Whatever suffering we go through shapes us. In a way, it is a lesson teaching us to approach life in a far more powerful way. Therefore, especially in a difficult situation we need to have trust in ourselves.

Some inspiration from 2 impressive human beings I recently came across:

Inky Johnson:“Looking back at a life-changing situation, people usually ask ‘what did I lose?’ instead of rather asking ‘what did I gain?’” (podcast “School of Greatness”, episode 1483)

Yung Pueblo:“You have to love yourself to change yourself.” This poet and philosopher speaks about the importance of self-love and self-acceptance: going inward and seeing yourself clearly – seeing your truth – is the first step to healing.

More encouragement:

Always remind yourself:
You are not alone. 
Not the only one. 
It will pass. 
Be gentle with yourself.
Trust yourself.

Don’t look at the gap which you still want to close in the future, but rather at all the (small) achievements you have already made in the past weeks and months. You are not the same person anymore, compared to half a year ago. That is progress. We are continuously changing. 

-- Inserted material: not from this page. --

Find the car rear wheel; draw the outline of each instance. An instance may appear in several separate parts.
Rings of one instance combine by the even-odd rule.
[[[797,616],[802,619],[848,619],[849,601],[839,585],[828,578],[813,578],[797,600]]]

I happily pass on some of the beautiful pearls of wisdom I found in Yung Pueblo’s book “Lighter”:

Be honest with yourself, open and compassionate. Accept yourself unconditionally, look at yourself in a non-judgemental way. That way we can connect closely with ourselves and be whole.
A real sign of progress is when we no longer punish ourselves for our imperfections. 
You are the key to your healing, not time. Hurt, trauma, and dense conditioning will continue sitting in your mind, impacting your emotions and behaviour, until you go inward. What heals is self-love, learning to let go, self-awareness, and building new habits.
Essentials to remember on tough days:
Practice patience
Accept what you feel
Do not punish yourself
Make sure you get good rest
Give yourself ample kindness
Accomplish smaller goals that day
Do things that will calm your mind
A bad moment does not equal a bad life
Struggle can be a space for deep growth
This current discomfort is not permanent.

This amazing book radiates kindness through and through, and a deep knowing that we humans are capable of so much more than we know.


Self-love is a sincere acceptance of the past, an agreement to make the most of the present, and a willingness to allow the best to occur in the future.

Yung Pueblo

Imagining how it would be like to be at peace with myself feels good. Right now it is a fragile notion – like a dream fading away just seconds after waking up – but leaving a certain feeling behind. All I know is that it’s the right path for me so, I’m taking that first step, exploring the unknown.

I encourage you who are reading these lines, to give yourself the space you need and allow all aspects of your personality to exist. That is freedom. Have trust and be curious where the road will take you, and embrace what you can pick up along the way.

We are on a lifelong healing journey and will never be done with learning, evolving and getting to know ourselves – until the end of our lives.

Eventually, I am confident to end up in a place where I am meant to be. 

And so will you.

Do the earth a favour, don’t hide your magic.